Question

Two children own two-way radios that have a maximum range of 3 miles. One leaves a certain point at 1:00 P.M., walking due north at a rate of 6 mi/hr. The other leaves the same point at 1:15 P.M., traveling due south at 9 mi/hr. For how many minutes after 1:00 P.M. will they be able to communicate with one another? (Round your answer to the nearest minute.)

Answer 1

The answer is 21 minutes

Explanation:

We use the equation Xf = Xo + vt

1) At 1:00 PM, child one leaves the starting point heading north at a constant velocity of 6 mi/hr or .1 [mi/min] (divide by 60 to convert from [mi/hr] to [mi/min])

2) He walks for 15 minutes before kid 2 starts walking. In 15 minutes he is able to cover 1.5 [mi]

• 
  `x_(1f1) =x_(o) +v_(1) t_(1) \\x_(1f1) =0+.1(15)\\x_(1f1) =1.5 [mi]`

3) Now, child 2 starts walking and we know that when the range reaches 3 miles, they won´t be able to communicate. So the sum of the final position of child 1 and child 2 must be 3[mi]

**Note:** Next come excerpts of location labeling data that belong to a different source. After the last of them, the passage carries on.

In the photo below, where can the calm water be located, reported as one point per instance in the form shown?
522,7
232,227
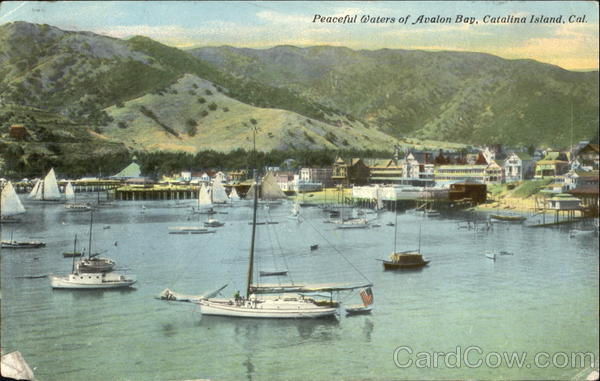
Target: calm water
544,298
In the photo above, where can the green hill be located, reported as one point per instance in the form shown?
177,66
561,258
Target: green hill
455,96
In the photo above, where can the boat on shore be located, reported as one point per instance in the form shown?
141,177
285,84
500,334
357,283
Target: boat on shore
507,217
273,273
91,281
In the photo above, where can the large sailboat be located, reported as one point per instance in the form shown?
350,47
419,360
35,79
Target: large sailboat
46,189
10,204
277,301
91,272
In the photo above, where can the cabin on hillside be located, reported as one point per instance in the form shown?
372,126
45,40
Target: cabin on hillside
554,164
18,132
518,166
588,156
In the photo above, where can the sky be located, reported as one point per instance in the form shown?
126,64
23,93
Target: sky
571,43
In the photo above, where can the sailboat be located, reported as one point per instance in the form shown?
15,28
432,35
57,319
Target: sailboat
71,204
91,273
47,189
218,194
10,204
269,191
272,301
409,259
93,263
233,196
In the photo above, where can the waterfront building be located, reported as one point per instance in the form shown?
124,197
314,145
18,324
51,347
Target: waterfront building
316,175
588,156
552,165
132,171
386,171
417,169
578,178
353,171
518,166
481,171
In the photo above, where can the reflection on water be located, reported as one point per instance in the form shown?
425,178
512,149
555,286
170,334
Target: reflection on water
461,297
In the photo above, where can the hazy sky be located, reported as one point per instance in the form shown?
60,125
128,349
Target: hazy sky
571,45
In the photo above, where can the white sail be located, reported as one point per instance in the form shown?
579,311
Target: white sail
35,189
51,191
69,192
204,198
233,196
11,204
250,193
269,189
379,201
39,192
219,196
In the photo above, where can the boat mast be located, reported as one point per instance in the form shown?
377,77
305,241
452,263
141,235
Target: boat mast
90,242
395,223
255,207
74,251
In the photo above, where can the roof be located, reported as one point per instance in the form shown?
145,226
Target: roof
522,155
555,156
132,170
589,148
585,190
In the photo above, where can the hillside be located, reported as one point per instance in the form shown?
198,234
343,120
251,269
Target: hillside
454,96
55,141
78,74
194,114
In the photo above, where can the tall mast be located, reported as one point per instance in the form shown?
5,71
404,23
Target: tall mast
90,242
254,208
395,222
74,251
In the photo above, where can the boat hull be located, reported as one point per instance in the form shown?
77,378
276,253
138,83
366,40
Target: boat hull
388,265
267,311
90,281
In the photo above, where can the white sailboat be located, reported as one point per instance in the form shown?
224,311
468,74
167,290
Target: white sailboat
10,204
47,189
219,195
280,303
35,189
233,196
91,273
269,191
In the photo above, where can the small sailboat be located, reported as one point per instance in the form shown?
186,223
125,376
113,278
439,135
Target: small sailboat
10,204
218,194
213,223
93,263
411,259
295,213
74,253
47,189
366,295
233,195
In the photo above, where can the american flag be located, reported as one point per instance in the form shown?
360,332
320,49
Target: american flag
367,296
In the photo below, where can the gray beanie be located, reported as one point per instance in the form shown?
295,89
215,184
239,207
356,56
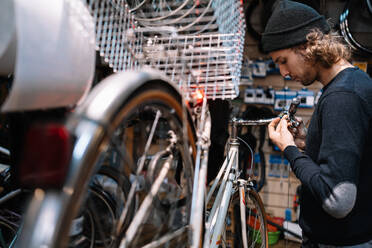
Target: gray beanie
289,24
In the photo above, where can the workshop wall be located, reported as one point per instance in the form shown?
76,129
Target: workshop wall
258,76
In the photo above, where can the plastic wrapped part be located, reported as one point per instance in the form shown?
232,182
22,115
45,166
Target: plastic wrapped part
7,37
55,54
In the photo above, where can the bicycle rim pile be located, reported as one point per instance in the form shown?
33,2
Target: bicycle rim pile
197,44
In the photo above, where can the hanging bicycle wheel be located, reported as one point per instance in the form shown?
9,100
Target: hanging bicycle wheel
142,131
256,227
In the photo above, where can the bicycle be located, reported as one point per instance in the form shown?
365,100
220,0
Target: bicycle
141,126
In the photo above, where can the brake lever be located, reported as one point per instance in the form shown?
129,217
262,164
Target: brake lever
291,112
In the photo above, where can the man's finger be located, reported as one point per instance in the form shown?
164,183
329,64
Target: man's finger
273,124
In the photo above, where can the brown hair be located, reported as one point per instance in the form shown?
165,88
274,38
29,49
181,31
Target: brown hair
325,49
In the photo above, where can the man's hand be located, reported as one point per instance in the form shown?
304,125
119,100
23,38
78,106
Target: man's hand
279,133
299,133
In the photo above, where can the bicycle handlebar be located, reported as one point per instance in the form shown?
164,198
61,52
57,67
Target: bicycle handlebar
259,122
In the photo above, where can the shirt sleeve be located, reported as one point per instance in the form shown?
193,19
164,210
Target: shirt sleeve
334,178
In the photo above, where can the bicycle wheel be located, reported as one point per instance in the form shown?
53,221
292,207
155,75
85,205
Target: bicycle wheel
143,131
256,226
107,194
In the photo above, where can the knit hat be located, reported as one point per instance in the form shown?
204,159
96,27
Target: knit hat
289,24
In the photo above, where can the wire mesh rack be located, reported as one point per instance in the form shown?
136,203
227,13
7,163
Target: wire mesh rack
198,44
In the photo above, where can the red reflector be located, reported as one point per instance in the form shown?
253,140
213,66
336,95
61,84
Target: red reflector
45,157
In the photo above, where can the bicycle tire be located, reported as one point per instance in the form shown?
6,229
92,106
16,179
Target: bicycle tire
104,115
257,234
107,192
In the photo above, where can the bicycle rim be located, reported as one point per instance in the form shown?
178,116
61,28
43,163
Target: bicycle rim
256,232
146,138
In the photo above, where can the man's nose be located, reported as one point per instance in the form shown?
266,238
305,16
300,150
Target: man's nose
283,71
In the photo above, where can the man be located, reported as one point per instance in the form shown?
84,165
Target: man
335,168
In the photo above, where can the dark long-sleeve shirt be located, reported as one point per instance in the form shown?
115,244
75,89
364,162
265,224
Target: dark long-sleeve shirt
336,168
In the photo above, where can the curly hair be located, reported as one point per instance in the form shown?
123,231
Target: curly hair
325,49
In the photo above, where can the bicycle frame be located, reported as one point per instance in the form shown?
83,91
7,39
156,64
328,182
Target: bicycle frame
228,177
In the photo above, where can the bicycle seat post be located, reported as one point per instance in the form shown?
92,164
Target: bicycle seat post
234,131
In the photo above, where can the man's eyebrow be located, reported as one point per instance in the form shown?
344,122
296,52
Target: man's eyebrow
277,59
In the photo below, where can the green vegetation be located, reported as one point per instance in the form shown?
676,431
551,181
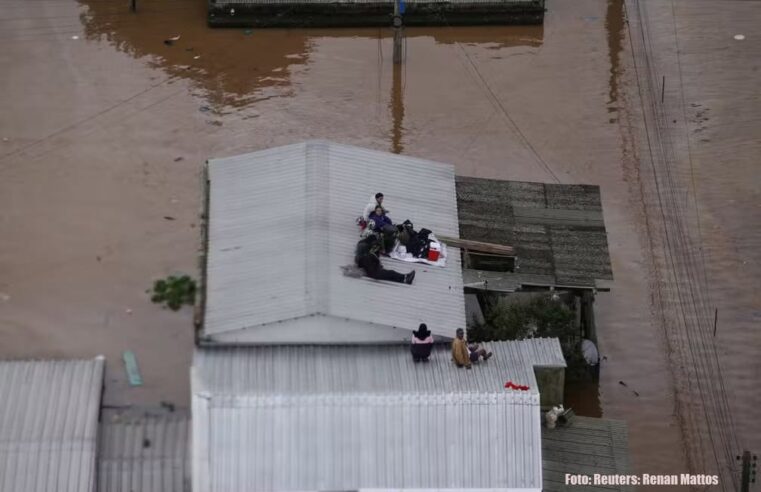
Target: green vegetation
540,316
174,291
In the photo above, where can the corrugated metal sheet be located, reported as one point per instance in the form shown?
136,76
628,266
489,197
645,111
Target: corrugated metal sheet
557,230
347,442
376,369
281,225
48,424
144,454
353,417
587,446
390,3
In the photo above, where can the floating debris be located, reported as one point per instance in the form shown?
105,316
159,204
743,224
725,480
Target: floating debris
171,41
133,373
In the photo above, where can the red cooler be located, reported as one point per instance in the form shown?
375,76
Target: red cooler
434,251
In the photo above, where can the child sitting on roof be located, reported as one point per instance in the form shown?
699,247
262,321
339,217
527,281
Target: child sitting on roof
422,344
464,354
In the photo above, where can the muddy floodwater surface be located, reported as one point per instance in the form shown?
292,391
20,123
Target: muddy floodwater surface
105,127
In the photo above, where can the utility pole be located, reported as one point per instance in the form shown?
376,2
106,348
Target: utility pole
397,23
748,471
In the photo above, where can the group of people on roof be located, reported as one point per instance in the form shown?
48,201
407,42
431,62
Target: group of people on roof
463,353
379,237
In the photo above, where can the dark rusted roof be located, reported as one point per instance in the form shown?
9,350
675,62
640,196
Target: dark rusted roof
557,230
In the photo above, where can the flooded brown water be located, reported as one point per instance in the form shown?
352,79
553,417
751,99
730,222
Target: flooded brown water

• Child 1 final position =>
  `x_(1f) = x_(1f1) +v_(1) t\\x_(1f) =1.5+v_(1) t`
• Child 2 final position =>
  `x_(2f) =0+v_(2) t`

4) Sum the equations and equate to 3

• 
  `x_(1f) +x_(2f) =3`

5) Substitute the values we already know

• 
  `1.5+v_(1) t+v_(2)t=3\\ 1.5+.1t+.15t=3\\1.5+.25t=3\\t=(3-1.5)/(.25) \\t=6 [min]`

6) in 15 + 6 minutes they will be 3miles apart

7) In 21 minutes they will still be able to communicate with one another.